No se trata de prohibir pantallas, algo que en la mayoría de los contextos laborales y sociales actuales resultaría incompatible con una vida funcional. Se trata de diseñar una higiene digital personalizada: qué títulos son compatibles con la recuperación, qué plataformas conviene evitar, cómo gestionar los dispositivos compartidos y qué protocolo seguir cuando aparece la tentación de reinstalar un título problemático.

¿Hay juegos seguros para alguien en recuperación? Depende del perfil. Un juego lineal con final definido, sin multijugador competitivo ni sistemas de recompensa variable, presenta un riesgo radicalmente distinto al de un free-to-play con loot boxes y eventos FOMO. Construir esa clasificación individual debería formar parte del plan de alta (algo que los protocolos de muchos centros ignoran con una ligereza preocupante).

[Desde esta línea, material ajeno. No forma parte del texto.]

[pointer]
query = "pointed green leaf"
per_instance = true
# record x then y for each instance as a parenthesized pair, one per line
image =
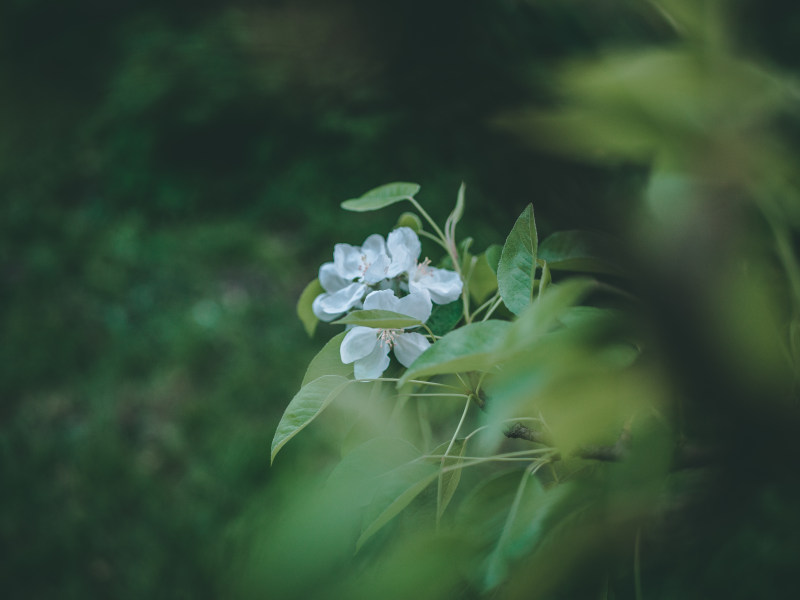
(307, 404)
(517, 268)
(473, 347)
(584, 251)
(395, 490)
(482, 280)
(492, 254)
(379, 319)
(445, 316)
(328, 361)
(449, 480)
(381, 197)
(307, 316)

Señales de recaída y cuándo pedir ayuda de nuevo

Prevenir recaídas mediante el control de acceso a pantallas es el enfoque más extendido. Pero la experiencia clínica apunta en otra dirección: las recaídas pocas veces arrancan por el estímulo externo. Arrancan por la reaparición de la causa subyacente —un pico de ansiedad, un episodio depresivo, una disregulación atencional desatendida— que reactiva el mecanismo de afrontamiento original.

Esas señales tempranas rara vez consisten en ha vuelto a jugar muchas horas. Son más sutiles: aislamiento progresivo, deterioro del sueño, abandonos parciales de rutinas recuperadas, irritabilidad creciente ante las limitaciones de pantalla. Cuando aparecen, no conviene esperar: es momento de retomar contacto con el terapeuta antes de que el patrón se reinstale por completo.

La cosa es que la recaída no invalida el trabajo previo. Forma parte de la realidad clínica de cualquier trastorno comportamental crónico. Lo que sí lo invalida es que nadie haya diseñado un plan de actuación para cuando ocurra. Y la mayoría de pacientes son dados de alta sin uno que merezca ese nombre.

FAQs sobre la adicción a la heroína

¿Cuánto dura el tratamiento de adicción a videojuegos?

El tratamiento suele extenderse entre seis meses y un año en la fase de intervención activa, dependiendo de si existe comorbilidad y de su gravedad. La fase de seguimiento posterior puede alargarse entre seis y doce meses adicionales. Los protocolos más breves, de menos de tres meses, muestran tasas de recaída significativamente más altas según la evidencia disponible.

¿Es necesario dejar de jugar para superar la adicción?

No siempre es necesario dejar de jugar por completo. En muchos casos, el objetivo terapéutico no es la abstinencia total sino un uso controlado y consciente. La decisión depende del perfil clínico: si el juego constituye la adicción primaria, la reducción progresiva puede funcionar. Si es secundaria a otra patología, tratar la causa raíz suele modificar el patrón de uso sin necesidad de eliminarlo.

¿La adicción a los videojuegos tiene cura?

El trastorno por uso de videojuegos tiene abordajes con evidencia de eficacia contrastada, especialmente cuando se identifica y trata la causa subyacente. En adicciones comportamentales, el término clínico es recuperación funcional: el paciente recupera el control sobre su conducta y su vida cotidiana. Mantener el seguimiento a largo plazo reduce de forma significativa la probabilidad de recaída.